軽いネタバレになるかもなので見たくない方は戻って欲しいのですが、
大まかなストーリーとしては青幇のボスの娘である麗華(リーファ)と勇が手を組み、麗華は満州のトップを目指すために、勇は二人の弟妹と暮らすための資金を稼ぐために、阿片の密売を始めるという話。
利が一致した二人ですが、元々裏社会の人間である麗華に対して、勇は一般人。裏社会で阿片を巡りどんなヤバい話が待ち受けているのでしょう。
何度も言いますが僕は歴史は全くの無知ですので、時代考証や史実との付け合わせ等は出来ず作品をそのまま受け入れるだけという前提で話すと、面白く読めました。正しいかどうかは置いておいて、雰囲気は抜群。
痛々しい描写や阿片中毒者の描写など少し過激な部分もあるので、好んで読むかと言えばそうでもないですが…満州の裏社会を巡ってこれからでかい話が動くのかと思うと少しワクワクしてきます。
勇の作る阿片は普通の阿片よりも効き目が異常に強く、吸った人間は瞬間的に人格がぶっ壊れるほど。実際の阿片がどんな薬物なのかはよく知りませんが、単純に「普通の阿片じゃないよ」という表現を大げさにしまくった描写があり、ギャグ的に入れられるその1ページは少しネタ化して作品の雰囲気を壊している気もしなくもないですが…。
絵に関してはかなり上手で、タッチがこの作品に合っていますね。阿片中毒者は見れたものじゃない。逆に、表紙にもなっている麗華の色っぽさは目を見張る物があり、この作品の華。彼女が出ていると少し落ち着きます。

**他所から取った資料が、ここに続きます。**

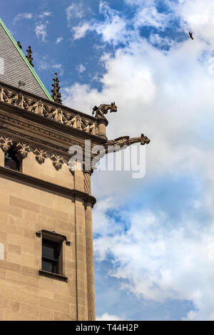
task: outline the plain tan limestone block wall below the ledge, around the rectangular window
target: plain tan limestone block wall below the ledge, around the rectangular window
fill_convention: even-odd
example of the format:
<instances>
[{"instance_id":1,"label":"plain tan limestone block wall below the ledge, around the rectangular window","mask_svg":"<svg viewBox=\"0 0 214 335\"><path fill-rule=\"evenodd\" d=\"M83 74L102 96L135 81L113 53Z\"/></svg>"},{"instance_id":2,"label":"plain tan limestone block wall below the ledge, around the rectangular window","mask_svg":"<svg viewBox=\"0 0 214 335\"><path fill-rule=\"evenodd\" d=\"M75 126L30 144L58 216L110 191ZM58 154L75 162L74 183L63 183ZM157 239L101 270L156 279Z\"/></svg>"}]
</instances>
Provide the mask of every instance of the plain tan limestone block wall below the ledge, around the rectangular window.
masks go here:
<instances>
[{"instance_id":1,"label":"plain tan limestone block wall below the ledge, around the rectangular window","mask_svg":"<svg viewBox=\"0 0 214 335\"><path fill-rule=\"evenodd\" d=\"M30 170L29 165L26 172ZM34 170L35 176L36 173L39 172ZM83 201L4 177L0 178L0 185L0 243L4 245L4 259L0 259L0 320L76 320L77 311L78 319L87 319ZM63 274L68 282L39 275L42 241L36 237L39 230L55 231L71 241L71 246L63 242Z\"/></svg>"}]
</instances>

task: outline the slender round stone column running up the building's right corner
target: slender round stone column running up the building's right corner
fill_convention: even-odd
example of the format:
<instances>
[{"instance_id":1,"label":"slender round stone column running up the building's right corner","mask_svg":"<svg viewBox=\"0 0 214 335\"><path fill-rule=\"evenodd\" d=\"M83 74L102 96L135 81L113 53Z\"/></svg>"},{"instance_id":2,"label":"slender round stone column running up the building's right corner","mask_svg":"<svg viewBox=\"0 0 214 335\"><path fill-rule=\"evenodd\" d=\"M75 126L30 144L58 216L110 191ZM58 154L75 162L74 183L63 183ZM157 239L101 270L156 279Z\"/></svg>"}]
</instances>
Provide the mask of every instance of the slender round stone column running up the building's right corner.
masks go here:
<instances>
[{"instance_id":1,"label":"slender round stone column running up the building's right corner","mask_svg":"<svg viewBox=\"0 0 214 335\"><path fill-rule=\"evenodd\" d=\"M84 172L84 191L91 195L91 172ZM96 320L94 269L93 269L93 228L91 202L86 202L86 262L87 262L87 292L88 321Z\"/></svg>"}]
</instances>

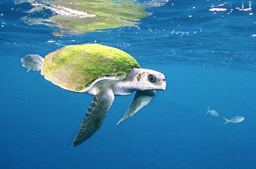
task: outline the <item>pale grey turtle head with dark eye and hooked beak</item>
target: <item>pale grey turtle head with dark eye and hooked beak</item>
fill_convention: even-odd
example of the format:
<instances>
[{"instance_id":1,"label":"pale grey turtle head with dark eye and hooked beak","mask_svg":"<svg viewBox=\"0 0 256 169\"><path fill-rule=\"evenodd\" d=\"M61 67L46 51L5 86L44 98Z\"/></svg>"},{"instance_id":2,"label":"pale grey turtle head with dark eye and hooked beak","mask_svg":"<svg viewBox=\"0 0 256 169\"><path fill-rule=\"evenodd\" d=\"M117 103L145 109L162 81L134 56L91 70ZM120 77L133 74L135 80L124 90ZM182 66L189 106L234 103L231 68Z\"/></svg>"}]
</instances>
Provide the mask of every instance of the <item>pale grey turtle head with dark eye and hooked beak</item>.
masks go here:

クスリやら暴力やらの裏社会モノはあまり好みではありませんが、勇の真っ直ぐさがこの作品では好印象で少しソフトな印象を受けます。1巻は正直、序章と言ったところで、本格的には2巻からですね。勇と麗華のタッグがどれだけ青幇をかき回すことが出来るのか、続きも気になるところです。